Par ailleurs il y a lieu de constater que la CPAM ne conteste pas le calcul effectué par Mme [O], retenant in fine un salaire annuel moyen après revalorisation, de 20.589,25 Euros (cf page 6 des écritures de son conseil), conduisant à la fixation à la somme de 6.176,77 Euros annuel du montant de la pension d’invalidité (30% de 20.589,25), soit 514,73 Euros bruts mensuels.
Il y a donc lieu de faire droit à la demande et ainsi d’annuler la décision de la CRA du 08/12/2021et de fixer à 6.176,77 Euros le montant annuel de la pension d’invalidité de Mme [V] [O] (soit 514,73 Euros bruts mensuels).
Il convient de condamner la CPAM du RHONE à verser à Madame [O] les arriérés dus sur la période du 13/06/2020 au 1er/10/2021, date de suspension de sa pension (cf pièce 4 avocat).
Il convient vu l’ancienneté du litige d’ordonner l’exécution provisoire de la décision.

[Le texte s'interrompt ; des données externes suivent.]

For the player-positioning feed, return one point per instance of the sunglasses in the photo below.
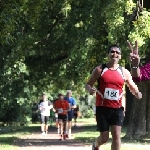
(117, 52)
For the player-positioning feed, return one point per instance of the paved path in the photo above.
(35, 141)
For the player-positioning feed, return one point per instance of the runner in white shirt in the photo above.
(44, 107)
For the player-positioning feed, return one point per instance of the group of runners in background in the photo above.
(62, 111)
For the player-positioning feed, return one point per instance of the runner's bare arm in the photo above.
(94, 76)
(132, 86)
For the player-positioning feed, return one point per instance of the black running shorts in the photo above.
(44, 119)
(106, 117)
(62, 117)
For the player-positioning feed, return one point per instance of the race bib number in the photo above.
(111, 94)
(60, 110)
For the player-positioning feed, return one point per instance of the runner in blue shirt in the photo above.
(72, 103)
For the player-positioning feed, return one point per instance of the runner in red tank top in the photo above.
(109, 105)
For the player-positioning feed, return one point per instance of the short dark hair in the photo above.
(60, 94)
(113, 45)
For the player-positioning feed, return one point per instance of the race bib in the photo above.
(111, 94)
(60, 110)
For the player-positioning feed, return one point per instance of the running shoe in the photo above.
(64, 136)
(43, 133)
(67, 136)
(61, 137)
(94, 147)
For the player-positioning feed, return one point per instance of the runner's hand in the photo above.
(92, 90)
(138, 95)
(134, 57)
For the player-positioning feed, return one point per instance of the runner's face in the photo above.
(69, 94)
(114, 54)
(44, 97)
(61, 97)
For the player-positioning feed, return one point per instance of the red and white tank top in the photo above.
(110, 89)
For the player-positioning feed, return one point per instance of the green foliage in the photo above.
(53, 46)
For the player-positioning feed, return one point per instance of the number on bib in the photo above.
(111, 94)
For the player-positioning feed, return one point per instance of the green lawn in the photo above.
(89, 134)
(8, 135)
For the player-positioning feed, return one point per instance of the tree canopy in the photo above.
(52, 45)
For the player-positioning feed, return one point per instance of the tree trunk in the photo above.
(139, 123)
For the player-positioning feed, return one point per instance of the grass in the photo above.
(89, 133)
(86, 134)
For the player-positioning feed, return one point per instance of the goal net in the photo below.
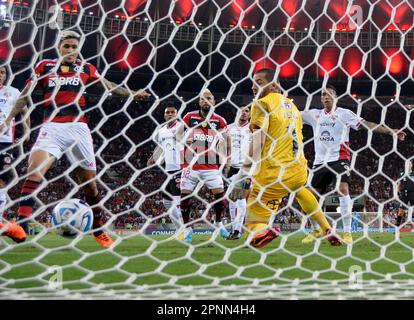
(175, 50)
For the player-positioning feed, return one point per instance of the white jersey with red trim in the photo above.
(240, 140)
(167, 139)
(331, 132)
(8, 98)
(206, 135)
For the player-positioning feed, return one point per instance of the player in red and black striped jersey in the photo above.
(65, 130)
(206, 134)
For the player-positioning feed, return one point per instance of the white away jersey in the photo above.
(240, 140)
(8, 98)
(331, 133)
(167, 139)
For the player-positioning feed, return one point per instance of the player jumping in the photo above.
(239, 132)
(65, 129)
(206, 130)
(170, 150)
(332, 154)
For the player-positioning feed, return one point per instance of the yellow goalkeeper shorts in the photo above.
(269, 190)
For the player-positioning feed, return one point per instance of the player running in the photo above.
(168, 151)
(205, 135)
(239, 132)
(332, 154)
(8, 97)
(280, 164)
(65, 129)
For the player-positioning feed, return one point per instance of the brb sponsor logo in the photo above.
(326, 137)
(64, 81)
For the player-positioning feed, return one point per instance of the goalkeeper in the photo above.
(280, 164)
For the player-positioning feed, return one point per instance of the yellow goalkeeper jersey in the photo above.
(281, 120)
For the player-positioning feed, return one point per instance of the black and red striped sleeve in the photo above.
(93, 73)
(37, 74)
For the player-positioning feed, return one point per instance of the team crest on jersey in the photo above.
(272, 204)
(326, 136)
(64, 81)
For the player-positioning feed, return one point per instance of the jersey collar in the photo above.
(172, 124)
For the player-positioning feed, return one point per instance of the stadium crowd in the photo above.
(133, 192)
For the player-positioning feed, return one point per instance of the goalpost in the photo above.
(174, 49)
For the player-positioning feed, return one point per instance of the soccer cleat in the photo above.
(264, 237)
(333, 239)
(104, 240)
(312, 236)
(347, 238)
(14, 232)
(188, 235)
(235, 235)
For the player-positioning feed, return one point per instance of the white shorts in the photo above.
(211, 178)
(73, 139)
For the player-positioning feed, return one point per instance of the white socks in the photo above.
(346, 212)
(238, 213)
(175, 212)
(3, 202)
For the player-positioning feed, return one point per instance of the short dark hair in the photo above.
(269, 73)
(329, 86)
(69, 34)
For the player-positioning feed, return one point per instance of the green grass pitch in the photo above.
(158, 262)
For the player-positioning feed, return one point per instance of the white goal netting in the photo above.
(174, 50)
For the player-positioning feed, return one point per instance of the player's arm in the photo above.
(19, 107)
(381, 129)
(26, 123)
(156, 156)
(123, 92)
(255, 147)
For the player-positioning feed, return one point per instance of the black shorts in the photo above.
(173, 186)
(324, 175)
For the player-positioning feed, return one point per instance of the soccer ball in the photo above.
(71, 217)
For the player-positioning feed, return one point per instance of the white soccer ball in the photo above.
(71, 217)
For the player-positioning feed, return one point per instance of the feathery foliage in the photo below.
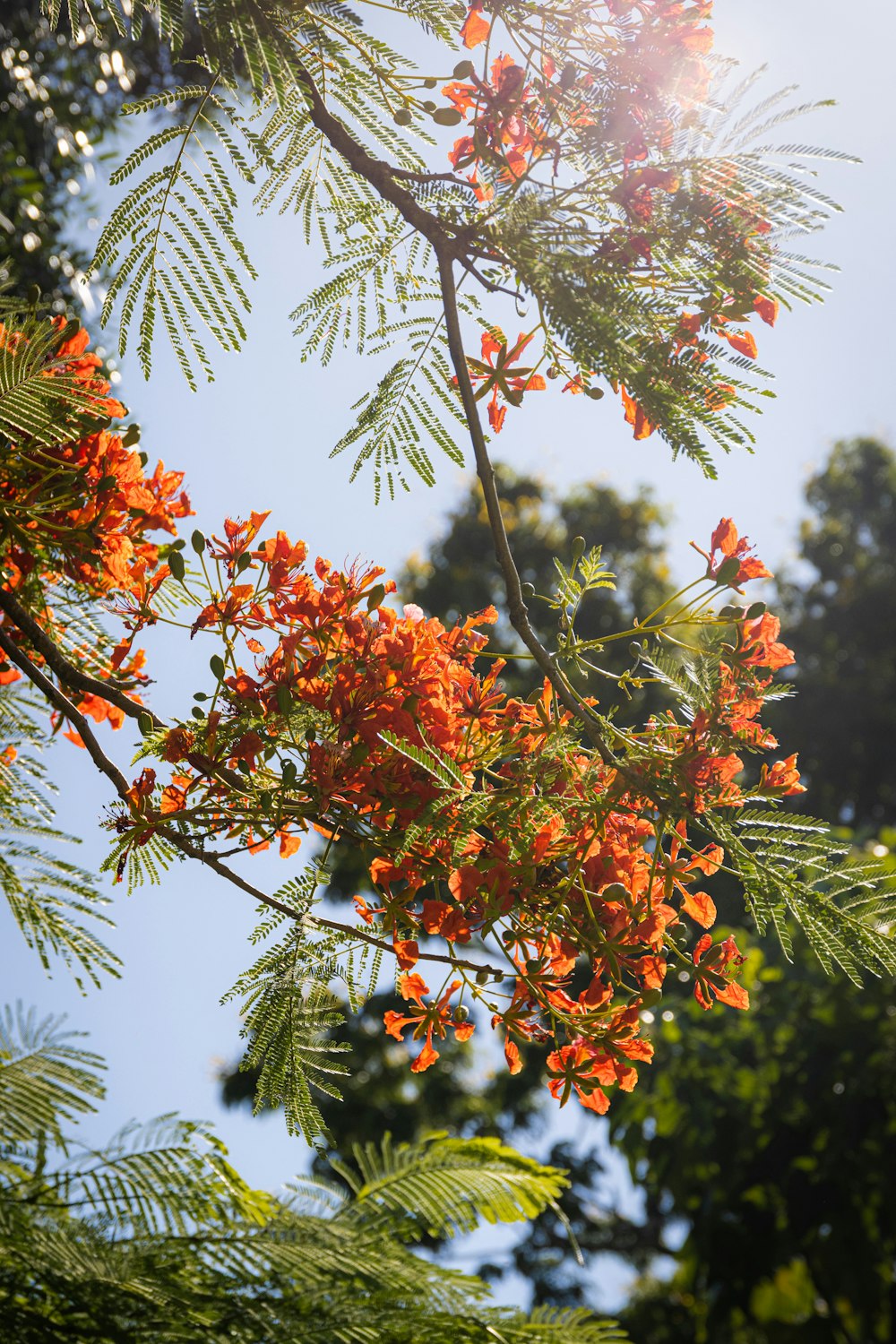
(156, 1236)
(56, 905)
(331, 112)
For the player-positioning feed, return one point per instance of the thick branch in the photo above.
(64, 706)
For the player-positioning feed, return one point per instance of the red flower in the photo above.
(731, 546)
(474, 27)
(501, 376)
(715, 973)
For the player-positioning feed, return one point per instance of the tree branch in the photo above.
(517, 609)
(78, 680)
(449, 249)
(64, 706)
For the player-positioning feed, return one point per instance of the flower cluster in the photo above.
(80, 513)
(559, 882)
(653, 56)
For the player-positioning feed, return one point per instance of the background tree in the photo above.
(461, 573)
(769, 1148)
(841, 620)
(59, 101)
(156, 1236)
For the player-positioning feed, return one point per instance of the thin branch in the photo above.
(78, 680)
(447, 249)
(64, 706)
(517, 609)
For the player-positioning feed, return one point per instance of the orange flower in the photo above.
(635, 416)
(731, 546)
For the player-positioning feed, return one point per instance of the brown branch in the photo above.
(517, 609)
(447, 249)
(78, 680)
(64, 706)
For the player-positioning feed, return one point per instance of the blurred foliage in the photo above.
(841, 623)
(461, 574)
(761, 1150)
(59, 99)
(462, 1096)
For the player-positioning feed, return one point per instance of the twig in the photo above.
(78, 680)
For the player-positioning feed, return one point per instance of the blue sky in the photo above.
(261, 435)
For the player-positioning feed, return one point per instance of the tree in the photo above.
(58, 102)
(841, 623)
(156, 1236)
(567, 847)
(461, 574)
(767, 1142)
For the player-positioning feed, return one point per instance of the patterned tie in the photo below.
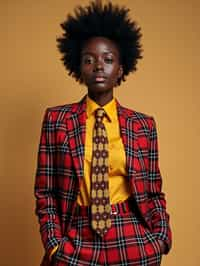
(100, 202)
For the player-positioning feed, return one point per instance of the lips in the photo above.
(99, 78)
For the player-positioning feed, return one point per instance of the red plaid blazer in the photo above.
(60, 170)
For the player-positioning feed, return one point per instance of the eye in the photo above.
(108, 60)
(88, 60)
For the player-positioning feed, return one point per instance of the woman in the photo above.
(98, 185)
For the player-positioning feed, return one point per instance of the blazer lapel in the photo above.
(134, 164)
(76, 129)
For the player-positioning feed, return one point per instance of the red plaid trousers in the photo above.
(127, 242)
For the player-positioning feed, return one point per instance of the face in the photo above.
(100, 65)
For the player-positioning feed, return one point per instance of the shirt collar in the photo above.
(110, 108)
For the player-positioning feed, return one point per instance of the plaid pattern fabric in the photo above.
(127, 242)
(100, 202)
(60, 170)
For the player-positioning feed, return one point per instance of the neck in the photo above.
(101, 98)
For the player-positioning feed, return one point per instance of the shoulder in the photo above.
(141, 120)
(60, 112)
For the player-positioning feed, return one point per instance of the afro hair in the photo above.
(109, 21)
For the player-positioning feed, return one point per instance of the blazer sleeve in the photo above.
(157, 202)
(44, 189)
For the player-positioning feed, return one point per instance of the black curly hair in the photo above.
(109, 21)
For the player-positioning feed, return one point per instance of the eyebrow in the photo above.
(90, 53)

Il apparaît équitable par ailleurs de condamner la CPAM à verser une somme de 1.000 Euros à Mme [O] au titre de l’article 700.
PAR CES MOTIFS
Le tribunal, après en avoir délibéré conformément à la loi, statuant publiquement, par jugement contradictoire et en premier ressort, mis à la disposition des parties ;
Déclare le recours de Madame [V] [O] recevable ;
Infirme la décision de la Commission de Recours Amiable du 08/12/2021 confirmant la décision de la CPAM du RHONE du 14/12/2020 ;
Dit que la pension d’invalidité versée à Madame [V] [O] à compter du 13/06/2020 devra être recalculée sur la base des années 2016, 2017 et 2018, soit sur la base d’un salaire annuel moyen après revalorisation de 20.589,25 Euros ;
Fixe à la somme de 6.176,77 Euros annuel le montant de la pension d’invalidité de Mme [V] [O] (soit 514,73 Euros bruts mensuels) ;
Condamne la CPAM du RHONE à verser à Madame [O] les arriérés dus, sur la période du 13/06/2020 au 1er/10/2021 ;
Ordonne l’exécution provisoire de la présente décision ;
Condamne la CPAM du Rhône à verser une somme de 1.000 Euros à Mme [O] [V] au titre de l’article 700 du CPC ;
Condamne la CPAM du Rhône aux entiers dépens exposés à compter du 1er/01/2019.
Jugement rendu par mise à disposition au greffe le 18 novembre 2024 dont la minute a été signée par la Présidente et la Greffière.